Oil Deficit Dalliance Seen Ending as Disrupted Crude Returnsby
Surplus returning in July as outages moderate: Morgan Stanley
Nigerian ceasefire risk to Goldman’s $50 oil forecast
The oil market surplus that vanished last quarter, helping prices post the best quarter in seven years, may return as early as this month as disrupted supply starts to pump again.
Canadian output returning from outages caused by wildfires will be enough to put the market back into oversupply and oil may return to a trading range of $30 to $50 a barrel, according to Morgan Stanley. Goldman Sachs Group Inc. said that a recovery in Nigerian production is a risk to its $50-a-barrel forecast for the second half of 2016. The bank said earlier that the market had switched to deficit in May.
Brent oil has surged about 80 percent from a 12-year low in January as wildfires in Canada and attacks in Nigeria helped ease a global glut. The benchmark grade was trading at $50.58 a barrel at 10:45 a.m. in London. Though U.S. production has slipped to the lowest since September 2014, shale drillers are bringing rigs back online as confidence in a stabilized market is prompting talk of expansion throughout 2016.
“The market tightened much quicker than expected and the supply disruptions in places like Nigeria have gone a long way to helping that,” said Daniel Hynes, senior commodity strategist at Australia & New Zealand Banking Group Ltd. in Sydney. “The U.S. remains a pretty flexible swing producer, so we’re not expecting to see any deep deficit over the next couple of years.”
Oversupply will return by this month as disruptions ease and the Organization of Petroleum Exporting Countries boosts production, with rebalancing to occur in mid-2017, according to a June 12 report from Morgan Stanley. The bank trimmed its global demand forecast for the third quarter by 100,000 barrels a day and cut the fourth quarter estimate by 500,000 barrels a day.
ConocoPhillips, Nexen Energy and Husky Energy Inc. are among companies resuming work in Canada after wildfires shut operations and forced the evacuation of workers. The blaze that began in early May halted about 1.2 million barrels a day of production, according to company statements and data published in Alberta’s Spring Oil Sands Quarterly.
A ceasefire by Nigerian rebels is in doubt after militants claimed fresh attacks over the weekend.
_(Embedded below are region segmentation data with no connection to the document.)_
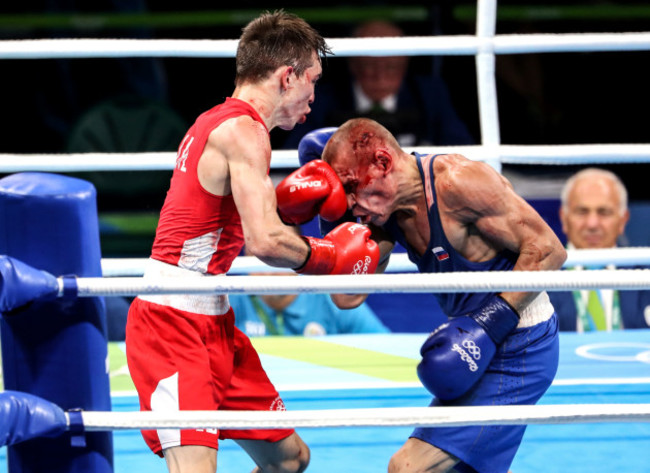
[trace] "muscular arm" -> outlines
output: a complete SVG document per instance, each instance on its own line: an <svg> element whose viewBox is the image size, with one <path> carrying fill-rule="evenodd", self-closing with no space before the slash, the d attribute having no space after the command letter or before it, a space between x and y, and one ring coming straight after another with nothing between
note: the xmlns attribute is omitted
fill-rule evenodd
<svg viewBox="0 0 650 473"><path fill-rule="evenodd" d="M307 258L308 246L278 217L275 189L267 173L270 159L264 127L250 117L237 117L210 134L199 179L213 193L232 192L251 254L271 266L296 268Z"/></svg>
<svg viewBox="0 0 650 473"><path fill-rule="evenodd" d="M435 165L445 233L463 256L485 261L509 249L519 255L514 271L560 269L566 259L560 240L507 179L489 165L459 155L441 156ZM521 312L537 294L501 296Z"/></svg>

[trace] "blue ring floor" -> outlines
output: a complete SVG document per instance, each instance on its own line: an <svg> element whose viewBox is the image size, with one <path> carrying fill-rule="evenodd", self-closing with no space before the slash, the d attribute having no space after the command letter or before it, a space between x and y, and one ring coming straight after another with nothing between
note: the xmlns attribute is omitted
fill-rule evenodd
<svg viewBox="0 0 650 473"><path fill-rule="evenodd" d="M389 378L361 367L313 361L310 340L294 339L296 350L275 353L269 340L254 340L262 362L287 409L354 409L423 407L430 396L411 373L426 334L346 335L314 340L332 353L360 348L363 353L405 359ZM542 404L650 403L650 330L560 334L560 367ZM112 353L119 353L119 344ZM290 347L291 348L291 347ZM302 353L301 353L302 350ZM304 355L304 356L303 356ZM327 353L325 353L325 356ZM113 355L112 355L113 356ZM303 361L301 358L311 361ZM336 355L333 355L336 358ZM119 363L111 370L126 376ZM122 369L121 374L118 370ZM400 378L400 369L405 376ZM128 383L113 390L113 409L135 411L137 398ZM410 427L309 428L298 433L311 449L310 473L385 472L388 461L406 440ZM135 430L114 432L114 471L166 472L164 460L148 451ZM0 472L7 471L6 448L0 449ZM530 425L512 464L513 473L650 472L650 423ZM250 471L253 462L232 441L223 441L218 471Z"/></svg>

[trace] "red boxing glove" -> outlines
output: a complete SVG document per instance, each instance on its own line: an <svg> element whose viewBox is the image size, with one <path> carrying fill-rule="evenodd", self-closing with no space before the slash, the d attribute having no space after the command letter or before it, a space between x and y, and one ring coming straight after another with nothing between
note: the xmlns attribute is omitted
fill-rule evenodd
<svg viewBox="0 0 650 473"><path fill-rule="evenodd" d="M284 223L299 225L320 214L335 221L348 208L343 184L325 161L314 160L285 177L275 189Z"/></svg>
<svg viewBox="0 0 650 473"><path fill-rule="evenodd" d="M345 222L325 238L305 237L311 253L303 274L372 274L379 264L379 246L370 239L370 229L359 223Z"/></svg>

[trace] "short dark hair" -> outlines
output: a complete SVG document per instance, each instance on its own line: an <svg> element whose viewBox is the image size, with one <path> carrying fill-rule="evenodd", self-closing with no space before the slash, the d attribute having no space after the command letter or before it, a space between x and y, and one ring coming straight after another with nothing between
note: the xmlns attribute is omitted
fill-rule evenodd
<svg viewBox="0 0 650 473"><path fill-rule="evenodd" d="M259 82L281 66L293 66L300 77L312 65L313 52L319 58L331 54L325 39L305 20L283 10L265 12L242 30L235 84Z"/></svg>

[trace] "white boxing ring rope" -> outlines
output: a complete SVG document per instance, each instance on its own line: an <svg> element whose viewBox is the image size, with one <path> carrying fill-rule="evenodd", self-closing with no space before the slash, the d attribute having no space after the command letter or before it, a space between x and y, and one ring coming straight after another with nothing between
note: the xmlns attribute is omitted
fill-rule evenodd
<svg viewBox="0 0 650 473"><path fill-rule="evenodd" d="M101 260L102 275L104 277L125 277L142 276L144 274L147 258L103 258ZM616 265L617 267L629 267L637 265L650 265L650 248L611 248L611 249L580 249L568 250L567 260L564 267L587 266L606 267ZM409 261L406 253L395 253L391 255L387 273L408 273L417 271L417 267ZM276 268L269 266L254 256L239 256L235 258L228 274L248 273L269 273L269 272L293 272L289 268Z"/></svg>
<svg viewBox="0 0 650 473"><path fill-rule="evenodd" d="M581 289L650 289L650 269L592 271L345 274L301 276L214 276L76 278L79 297L145 294L295 294L308 293L418 293L569 291ZM59 295L71 288L70 278L59 277Z"/></svg>
<svg viewBox="0 0 650 473"><path fill-rule="evenodd" d="M476 36L328 39L335 55L474 55L479 90L482 144L423 152L460 152L499 167L510 164L589 164L650 162L650 144L508 146L500 144L494 77L495 54L540 52L648 51L650 33L496 35L496 0L478 0ZM0 59L109 57L234 57L236 40L33 40L0 41ZM78 155L0 154L0 172L89 170L171 170L174 153L88 153ZM296 167L296 152L273 151L272 167ZM600 257L600 256L598 256ZM106 260L102 261L102 264ZM613 262L613 261L607 261ZM637 261L638 262L638 261ZM620 263L621 265L623 263ZM118 270L119 271L119 270ZM106 273L107 271L105 271ZM573 274L571 274L573 273ZM416 277L413 277L416 276ZM475 273L453 275L355 275L275 278L237 276L182 280L79 278L81 296L171 292L454 292L458 290L568 290L609 287L650 288L650 270L594 270L495 273L488 283ZM478 276L483 276L479 274ZM284 281L282 281L284 280ZM63 284L63 283L62 283ZM294 412L82 412L86 430L125 428L276 428L321 426L461 426L490 424L559 424L575 422L648 422L648 404L540 405L354 409Z"/></svg>
<svg viewBox="0 0 650 473"><path fill-rule="evenodd" d="M88 431L125 429L286 429L317 427L461 427L650 422L650 404L394 407L318 411L82 412Z"/></svg>

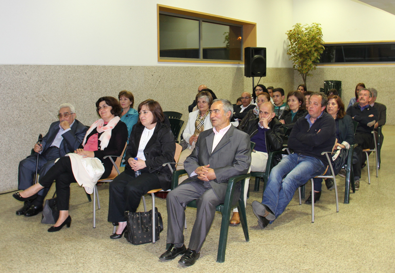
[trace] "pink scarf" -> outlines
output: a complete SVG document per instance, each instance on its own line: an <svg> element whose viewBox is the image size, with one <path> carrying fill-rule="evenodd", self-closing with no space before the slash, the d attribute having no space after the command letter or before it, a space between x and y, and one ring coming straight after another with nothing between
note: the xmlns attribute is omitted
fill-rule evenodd
<svg viewBox="0 0 395 273"><path fill-rule="evenodd" d="M110 139L111 138L111 131L114 129L116 125L118 123L118 122L120 120L119 117L117 116L113 118L107 125L104 126L104 121L102 119L100 119L93 123L90 128L88 130L85 137L83 138L82 141L82 146L85 146L86 143L86 137L89 136L89 134L93 131L93 129L96 128L97 133L102 134L99 140L100 140L100 150L103 151L105 148L108 146L108 143L110 142Z"/></svg>

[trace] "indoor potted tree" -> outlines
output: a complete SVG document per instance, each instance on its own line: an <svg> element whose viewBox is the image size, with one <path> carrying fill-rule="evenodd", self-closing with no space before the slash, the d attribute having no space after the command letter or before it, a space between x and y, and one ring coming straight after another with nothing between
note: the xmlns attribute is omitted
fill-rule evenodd
<svg viewBox="0 0 395 273"><path fill-rule="evenodd" d="M307 87L307 76L311 75L309 71L316 69L316 63L319 60L324 51L322 31L320 24L313 23L311 26L302 26L298 23L293 29L288 31L286 34L289 44L287 54L291 56L293 68L302 76Z"/></svg>

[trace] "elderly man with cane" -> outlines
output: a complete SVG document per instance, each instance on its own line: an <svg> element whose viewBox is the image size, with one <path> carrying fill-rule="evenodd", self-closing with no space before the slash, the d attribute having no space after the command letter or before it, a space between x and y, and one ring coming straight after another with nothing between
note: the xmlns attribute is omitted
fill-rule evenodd
<svg viewBox="0 0 395 273"><path fill-rule="evenodd" d="M36 183L38 173L43 175L55 163L56 159L76 150L82 142L87 128L75 119L76 110L70 103L59 107L59 121L53 122L46 135L34 146L34 154L19 163L18 189L25 190ZM40 135L41 136L41 135ZM23 206L16 211L16 215L29 217L42 210L42 203L49 189L44 188L34 199L26 201Z"/></svg>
The deal may result in the nation’s output increasing to as much as 2.2 million barrels a day by the end of this month if pipeline repairs are completed, Emmanuel Kachikwu, Nigeria’s state minister for petroleum resource, said last week.
Easing outages, weakness in demand growth and “upside surprise” in OPEC production may help to turn a forecast deficit in the third quarter into an inventory build, Goldman Sachs said in a report dated June 15. A return to surplus is likely in the first quarter of 2017, the bank said.